Exploiting sparsity in array optimisation, source separation and tracking

M. Barnard and Wenwu Wang

Beamforming has been studied extensively especially in the area of smart antenna, microphone arrays and hydrophone arrays. Recent work in this area has focussed on the optimal design of arrays, including sparse compressive sensing methods that aim to reduce the number of sensor in the array whilst retaining the desired response. We take the opposite approach, given an array with arbitrarily missing sensors we use sparse optimisation methods to improve the response of this array. This problem particularly pertains to situations such as underwater hydrophone arrays where there is a high failure rate of individual sensors and the replacement of sensors is extremely difficult. We integrate the configuration of the array with failed sensors into the convex optimisation problem as an additional constraint. This produces a weighting on the remaining sensors that improves the response of the damaged array in particular reducing sidelobe levels.


Searching sound-effects using timbre

A. Pearce, T. Brookes, and R. Mason

Typically, much sound library content is annotated with tags according to the sound source/object (scream, car-crash, orchestra, etc.). The ability to search through these libraries could be greatly enhanced by allowing users to filter results using timbral descriptors (e.g. bright, soft, rough). As part of the AudioCommons project, the Institute of Sound Recording is developing automatic timbral annotation tools.

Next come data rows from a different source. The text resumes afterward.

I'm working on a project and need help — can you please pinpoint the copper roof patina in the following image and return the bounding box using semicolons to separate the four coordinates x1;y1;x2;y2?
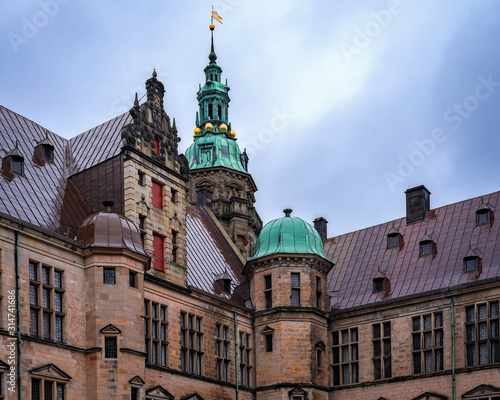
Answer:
250;209;326;260
325;192;500;310
185;131;247;173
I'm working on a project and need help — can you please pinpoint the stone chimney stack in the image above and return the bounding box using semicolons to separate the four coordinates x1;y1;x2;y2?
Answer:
405;185;431;224
313;217;328;243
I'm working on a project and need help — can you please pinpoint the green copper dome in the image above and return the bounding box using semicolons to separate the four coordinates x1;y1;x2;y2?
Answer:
185;131;248;173
250;209;328;260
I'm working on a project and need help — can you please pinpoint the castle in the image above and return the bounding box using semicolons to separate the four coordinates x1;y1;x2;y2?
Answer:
0;24;500;400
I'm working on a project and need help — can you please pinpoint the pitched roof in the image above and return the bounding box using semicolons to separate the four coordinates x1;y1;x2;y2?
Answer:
0;106;131;238
186;204;246;305
325;192;500;309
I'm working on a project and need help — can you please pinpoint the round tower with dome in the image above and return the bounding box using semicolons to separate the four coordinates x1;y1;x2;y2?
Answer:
243;209;333;399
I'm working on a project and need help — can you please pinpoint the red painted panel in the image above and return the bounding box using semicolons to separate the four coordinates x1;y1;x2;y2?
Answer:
154;137;160;154
153;235;164;271
153;181;163;208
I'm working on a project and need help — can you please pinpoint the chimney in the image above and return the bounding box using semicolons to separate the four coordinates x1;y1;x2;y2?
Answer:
313;217;328;243
196;186;213;208
405;185;431;224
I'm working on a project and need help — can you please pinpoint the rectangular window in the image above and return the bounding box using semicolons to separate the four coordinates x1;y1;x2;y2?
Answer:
332;328;359;386
153;234;165;271
465;301;500;367
180;311;203;375
104;337;118;358
128;271;137;287
152;181;163;208
291;272;300;307
29;262;64;342
316;276;322;308
137;171;145;186
372;322;392;379
265;334;273;353
264;275;273;308
103;268;116;285
215;324;231;382
412;312;444;374
143;300;168;367
239;331;252;387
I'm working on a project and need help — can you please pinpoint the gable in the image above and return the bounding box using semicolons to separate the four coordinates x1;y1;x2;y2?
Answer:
462;385;500;399
29;364;72;382
146;385;174;400
412;392;448;400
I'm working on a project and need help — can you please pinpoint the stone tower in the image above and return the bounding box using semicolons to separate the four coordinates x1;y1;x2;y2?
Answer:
186;25;262;259
244;209;333;400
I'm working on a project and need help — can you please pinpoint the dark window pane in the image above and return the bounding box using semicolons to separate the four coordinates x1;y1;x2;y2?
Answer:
413;353;422;374
467;344;476;367
466;325;476;342
434;313;443;328
465;306;476;322
384;357;392;378
490;301;499;318
384;322;391;337
373;358;382;379
479;343;488;365
413;317;420;332
436;349;444;371
413;333;420;350
424;314;432;330
477;304;487;320
104;337;118;358
434;330;443;347
424;351;432;372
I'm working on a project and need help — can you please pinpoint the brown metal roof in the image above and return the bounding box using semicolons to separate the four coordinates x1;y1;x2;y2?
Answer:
325;192;500;309
0;106;131;238
186;204;245;303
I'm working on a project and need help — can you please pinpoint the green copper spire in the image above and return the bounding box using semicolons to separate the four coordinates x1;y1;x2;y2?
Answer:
186;25;248;173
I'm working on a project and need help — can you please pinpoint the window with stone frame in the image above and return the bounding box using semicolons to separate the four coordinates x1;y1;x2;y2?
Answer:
239;331;252;387
264;275;273;308
372;321;392;380
465;300;500;367
151;181;163;209
28;364;71;400
180;311;203;375
412;311;444;374
290;272;300;307
29;261;65;342
215;324;231;382
143;300;168;367
332;328;359;386
31;378;66;400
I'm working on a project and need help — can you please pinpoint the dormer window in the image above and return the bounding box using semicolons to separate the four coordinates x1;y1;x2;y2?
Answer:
476;208;492;225
464;256;481;272
387;232;402;249
420;240;436;256
11;156;24;175
43;144;54;162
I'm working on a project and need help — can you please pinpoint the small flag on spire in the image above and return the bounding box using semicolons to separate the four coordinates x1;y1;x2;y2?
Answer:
212;10;222;24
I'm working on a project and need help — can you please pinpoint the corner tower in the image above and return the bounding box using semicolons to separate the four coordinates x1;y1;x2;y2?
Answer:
186;24;262;259
243;209;333;400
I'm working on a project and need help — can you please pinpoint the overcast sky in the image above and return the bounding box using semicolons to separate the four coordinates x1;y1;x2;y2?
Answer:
0;0;500;236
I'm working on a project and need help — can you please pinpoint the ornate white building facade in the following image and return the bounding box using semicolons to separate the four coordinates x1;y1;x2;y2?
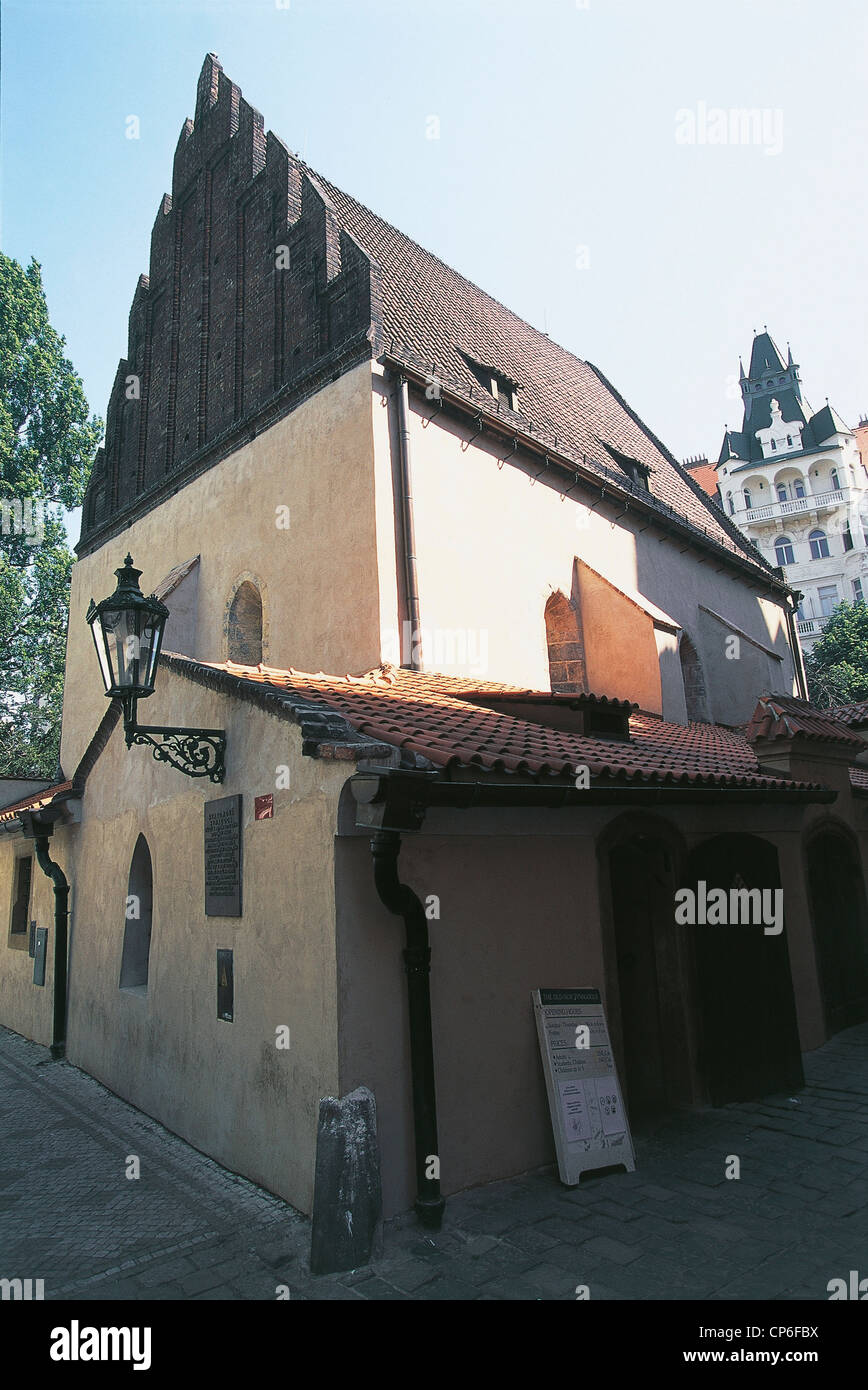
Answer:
716;332;868;652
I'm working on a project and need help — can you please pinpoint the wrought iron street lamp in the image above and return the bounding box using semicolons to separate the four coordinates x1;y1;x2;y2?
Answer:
88;555;225;783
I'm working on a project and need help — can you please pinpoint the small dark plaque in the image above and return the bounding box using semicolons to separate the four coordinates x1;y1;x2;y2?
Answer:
204;796;241;917
33;927;49;984
217;951;235;1023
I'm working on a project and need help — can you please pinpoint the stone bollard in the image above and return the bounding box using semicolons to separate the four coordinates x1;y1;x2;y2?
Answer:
310;1086;383;1275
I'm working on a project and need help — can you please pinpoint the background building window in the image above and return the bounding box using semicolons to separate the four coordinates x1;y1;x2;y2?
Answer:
775;535;796;564
228;580;262;666
10;855;33;933
120;835;153;991
808;531;829;560
817;584;837;617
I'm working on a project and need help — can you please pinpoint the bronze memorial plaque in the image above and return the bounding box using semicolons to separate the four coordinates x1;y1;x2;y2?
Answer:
204;795;241;917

In this demonstration, timbral metadata for hardness, depth, brightness, and roughness has been calculated using our perceptual modelling algorithms. Two of these attributes can then be selected to project the analysed sounds onto a two-dimensional space.


Listener Adaptive Transaural for Immersive 3D audio reproduction

M. Simon

Loudspeaker arrays allow for accurately controlling a soundfield. One of their uses is to reproduce binaural audio by controlling the radiated pressure at the input of the ears of one or various listeners, which is also known as Transaural audio. Transaural audio works by creating “virtual headphones” at the position of the listeners’ ears, which makes the technique quite dependent on the listener´s position. In order to avoid this, a computer vision system can be used to modify the output of the Transaural control algorithm so that the virtual headphones are always locked according to the listener´s position. This technology has been implemented in a series of listener-adaptive soundbars developed in the S3A project. These soundbars will be demonstrated as an alternative for 3D audio reproduction to headphones.

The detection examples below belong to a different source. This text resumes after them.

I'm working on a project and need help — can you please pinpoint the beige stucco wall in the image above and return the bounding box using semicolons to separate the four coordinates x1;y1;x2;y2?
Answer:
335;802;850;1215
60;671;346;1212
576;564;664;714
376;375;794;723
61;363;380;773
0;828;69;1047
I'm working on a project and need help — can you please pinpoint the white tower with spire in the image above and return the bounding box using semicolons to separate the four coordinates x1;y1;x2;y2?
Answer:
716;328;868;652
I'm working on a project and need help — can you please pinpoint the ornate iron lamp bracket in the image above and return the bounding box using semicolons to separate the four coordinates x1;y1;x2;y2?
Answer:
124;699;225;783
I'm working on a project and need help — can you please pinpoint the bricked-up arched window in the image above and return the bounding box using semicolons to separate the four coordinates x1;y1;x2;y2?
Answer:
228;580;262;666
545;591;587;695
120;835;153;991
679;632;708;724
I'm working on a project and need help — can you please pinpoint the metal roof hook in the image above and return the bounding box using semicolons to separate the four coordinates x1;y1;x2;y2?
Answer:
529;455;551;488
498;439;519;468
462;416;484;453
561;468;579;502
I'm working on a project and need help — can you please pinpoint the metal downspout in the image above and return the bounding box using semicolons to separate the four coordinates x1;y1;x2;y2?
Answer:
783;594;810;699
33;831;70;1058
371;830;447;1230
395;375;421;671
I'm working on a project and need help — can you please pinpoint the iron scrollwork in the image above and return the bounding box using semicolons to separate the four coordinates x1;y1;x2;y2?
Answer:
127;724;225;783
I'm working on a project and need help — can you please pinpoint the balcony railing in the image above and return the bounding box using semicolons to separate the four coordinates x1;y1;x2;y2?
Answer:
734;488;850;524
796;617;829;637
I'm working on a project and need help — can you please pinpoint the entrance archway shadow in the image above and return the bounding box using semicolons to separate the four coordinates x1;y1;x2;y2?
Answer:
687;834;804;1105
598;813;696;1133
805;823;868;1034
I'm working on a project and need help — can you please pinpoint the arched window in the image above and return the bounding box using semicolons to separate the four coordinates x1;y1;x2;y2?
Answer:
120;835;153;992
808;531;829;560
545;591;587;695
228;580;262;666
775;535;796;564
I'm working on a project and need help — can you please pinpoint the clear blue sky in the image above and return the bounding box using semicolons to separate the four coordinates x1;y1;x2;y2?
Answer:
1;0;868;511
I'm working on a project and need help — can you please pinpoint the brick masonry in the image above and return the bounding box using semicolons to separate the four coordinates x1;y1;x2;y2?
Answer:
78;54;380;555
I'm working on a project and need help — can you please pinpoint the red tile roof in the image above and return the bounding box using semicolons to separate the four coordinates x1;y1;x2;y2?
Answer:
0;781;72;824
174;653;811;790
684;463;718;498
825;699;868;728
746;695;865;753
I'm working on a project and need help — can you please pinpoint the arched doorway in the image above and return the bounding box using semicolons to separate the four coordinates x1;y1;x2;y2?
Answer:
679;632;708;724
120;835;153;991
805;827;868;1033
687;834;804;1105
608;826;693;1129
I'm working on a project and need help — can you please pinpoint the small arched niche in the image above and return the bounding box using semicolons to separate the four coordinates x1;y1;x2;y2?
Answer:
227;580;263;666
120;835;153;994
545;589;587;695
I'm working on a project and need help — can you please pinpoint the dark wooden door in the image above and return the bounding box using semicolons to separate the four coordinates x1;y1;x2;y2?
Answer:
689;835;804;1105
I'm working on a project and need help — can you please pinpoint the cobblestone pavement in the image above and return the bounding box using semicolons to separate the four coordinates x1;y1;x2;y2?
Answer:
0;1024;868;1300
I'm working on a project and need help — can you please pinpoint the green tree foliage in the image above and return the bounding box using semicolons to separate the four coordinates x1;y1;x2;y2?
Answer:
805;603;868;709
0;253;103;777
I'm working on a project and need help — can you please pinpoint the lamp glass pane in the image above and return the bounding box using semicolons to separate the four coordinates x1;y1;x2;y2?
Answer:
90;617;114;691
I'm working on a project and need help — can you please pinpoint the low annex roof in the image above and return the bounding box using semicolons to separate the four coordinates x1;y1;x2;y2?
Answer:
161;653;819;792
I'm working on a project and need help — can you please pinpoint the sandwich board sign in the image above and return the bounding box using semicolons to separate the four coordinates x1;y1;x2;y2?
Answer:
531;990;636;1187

Location: Audio Visual Lab (09BB00)

Object-based Production Tools

A. Franck and L. Remaggi

We present tools for object-based production implemented as digital audio workstation plugins. They enable the integration of most of the components researched and developed within the S3A project – from creation, production, object-based mastering, intelligent metering, and reproduction rendering, into one delivery chain. In this way we demonstrate how the different aspects of the S3A approach – for instance a rich set of object types, extensive use of semantic metadata, and multiple rendering methods – work together to enable novel object-based audio experiences.

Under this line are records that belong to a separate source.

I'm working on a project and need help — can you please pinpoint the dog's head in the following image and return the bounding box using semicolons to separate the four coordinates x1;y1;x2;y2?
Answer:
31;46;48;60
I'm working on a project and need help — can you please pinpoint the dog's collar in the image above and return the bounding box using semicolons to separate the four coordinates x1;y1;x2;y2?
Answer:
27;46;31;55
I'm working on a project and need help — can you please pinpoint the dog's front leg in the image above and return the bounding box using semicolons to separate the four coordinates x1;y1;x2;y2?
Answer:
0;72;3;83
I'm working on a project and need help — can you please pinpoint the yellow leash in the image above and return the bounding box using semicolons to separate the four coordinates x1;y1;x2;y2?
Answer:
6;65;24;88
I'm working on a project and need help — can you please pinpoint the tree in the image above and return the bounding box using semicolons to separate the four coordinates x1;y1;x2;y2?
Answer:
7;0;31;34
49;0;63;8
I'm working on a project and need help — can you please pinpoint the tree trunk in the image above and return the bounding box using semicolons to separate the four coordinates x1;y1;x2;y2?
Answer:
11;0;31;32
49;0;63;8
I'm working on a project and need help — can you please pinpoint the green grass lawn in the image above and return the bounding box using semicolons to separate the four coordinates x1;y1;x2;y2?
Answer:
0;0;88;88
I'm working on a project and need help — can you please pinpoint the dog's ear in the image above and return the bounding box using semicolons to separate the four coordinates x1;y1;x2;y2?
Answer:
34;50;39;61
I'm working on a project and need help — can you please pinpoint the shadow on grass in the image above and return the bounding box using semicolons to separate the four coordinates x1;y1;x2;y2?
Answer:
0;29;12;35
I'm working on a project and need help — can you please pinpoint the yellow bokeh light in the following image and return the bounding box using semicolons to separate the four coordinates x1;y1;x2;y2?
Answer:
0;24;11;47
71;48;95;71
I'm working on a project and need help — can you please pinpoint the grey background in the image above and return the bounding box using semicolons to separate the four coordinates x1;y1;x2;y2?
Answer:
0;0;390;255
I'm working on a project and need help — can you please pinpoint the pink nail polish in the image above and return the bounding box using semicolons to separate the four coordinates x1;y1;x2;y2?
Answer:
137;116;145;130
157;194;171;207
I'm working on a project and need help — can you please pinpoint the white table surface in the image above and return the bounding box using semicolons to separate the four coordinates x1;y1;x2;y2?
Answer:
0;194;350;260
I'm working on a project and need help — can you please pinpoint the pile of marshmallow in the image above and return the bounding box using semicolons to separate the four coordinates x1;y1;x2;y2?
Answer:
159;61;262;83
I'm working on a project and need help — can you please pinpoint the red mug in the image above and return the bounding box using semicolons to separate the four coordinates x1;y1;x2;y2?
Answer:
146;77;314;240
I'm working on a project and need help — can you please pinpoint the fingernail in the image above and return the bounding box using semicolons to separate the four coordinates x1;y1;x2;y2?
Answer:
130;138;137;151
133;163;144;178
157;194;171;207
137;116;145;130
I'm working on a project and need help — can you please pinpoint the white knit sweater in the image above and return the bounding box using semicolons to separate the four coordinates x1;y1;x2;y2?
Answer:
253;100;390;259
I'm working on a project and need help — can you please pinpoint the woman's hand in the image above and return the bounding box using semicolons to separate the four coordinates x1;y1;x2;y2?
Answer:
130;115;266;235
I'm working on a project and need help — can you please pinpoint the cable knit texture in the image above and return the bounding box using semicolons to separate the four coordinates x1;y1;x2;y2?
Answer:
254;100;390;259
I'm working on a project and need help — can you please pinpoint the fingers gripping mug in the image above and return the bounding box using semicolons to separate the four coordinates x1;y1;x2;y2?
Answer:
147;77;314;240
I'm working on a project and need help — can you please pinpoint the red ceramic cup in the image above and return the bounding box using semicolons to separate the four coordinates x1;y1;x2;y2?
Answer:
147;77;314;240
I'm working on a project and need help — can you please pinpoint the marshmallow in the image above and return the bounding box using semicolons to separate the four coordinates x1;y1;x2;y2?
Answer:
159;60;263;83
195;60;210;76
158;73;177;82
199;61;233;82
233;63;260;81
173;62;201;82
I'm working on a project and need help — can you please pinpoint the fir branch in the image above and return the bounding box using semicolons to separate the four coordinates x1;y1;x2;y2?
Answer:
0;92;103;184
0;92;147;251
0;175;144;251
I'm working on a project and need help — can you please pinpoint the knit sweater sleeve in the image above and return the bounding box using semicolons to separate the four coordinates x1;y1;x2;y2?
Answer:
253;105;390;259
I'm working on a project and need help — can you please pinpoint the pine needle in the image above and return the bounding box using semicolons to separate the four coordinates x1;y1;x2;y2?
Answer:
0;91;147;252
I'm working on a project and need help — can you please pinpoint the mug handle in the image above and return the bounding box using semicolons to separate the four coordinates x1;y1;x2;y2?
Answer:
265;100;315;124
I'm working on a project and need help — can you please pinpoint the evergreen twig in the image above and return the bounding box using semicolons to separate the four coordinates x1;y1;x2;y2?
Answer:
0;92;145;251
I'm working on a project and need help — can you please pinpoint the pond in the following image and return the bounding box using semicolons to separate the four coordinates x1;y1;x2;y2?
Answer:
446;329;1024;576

Overview and comparison of musical source separation approaches and remixing the results

R. Kim and M. Helal

We used the SiSEC 2018 music database to benchmark a representative algorithm from the various source separation methods. The blind/unsupervised methods include tensor decomposition such as NonNegative Matrix Factorisation. We have a multivariate analysis method to decompose the latent variables from mixtures such as the Independent Component Analysis. We have a signal processing method such as the degernate unmixing extraction technique (Duet) using k-means and GMM clustering for 1d and 2d histograms. The supervised machine learning is Recurrent Neural Networks. We will demonstrate the original mixture and sources against the separated sources for the said algorithms along with Signal to Distortion Ratio (SDR) comparison. In addition, a re-mixing use-case will be demonstrated, where the users can create a binaural auditory scene using the separated sources as objects. It can be shown that with adequate re-mixing strategy in terms of level and location, the degradations from imperfect source separation algorithms can be perceptually acceptable.


End-to-end audio source separation using multi-resolution convolutional auto-encoders

E. M. Grais

Supervised multi-channel audio source separation requires extracting useful spectral, temporal, and spatial features from the mixed signals. The success of many existing systems is therefore largely dependent on the choice of features used for training. In this work, we introduce a novel multi-channel, multi-resolution convolutional neural network that works on the time-domain signals to determine appropriate multi-resolution features for separating the singing-voice from stereo music. Our experimental results show that the proposed method can achieve multi-channel audio source separation without the need for hand-crafted features or any pre- or post-processing.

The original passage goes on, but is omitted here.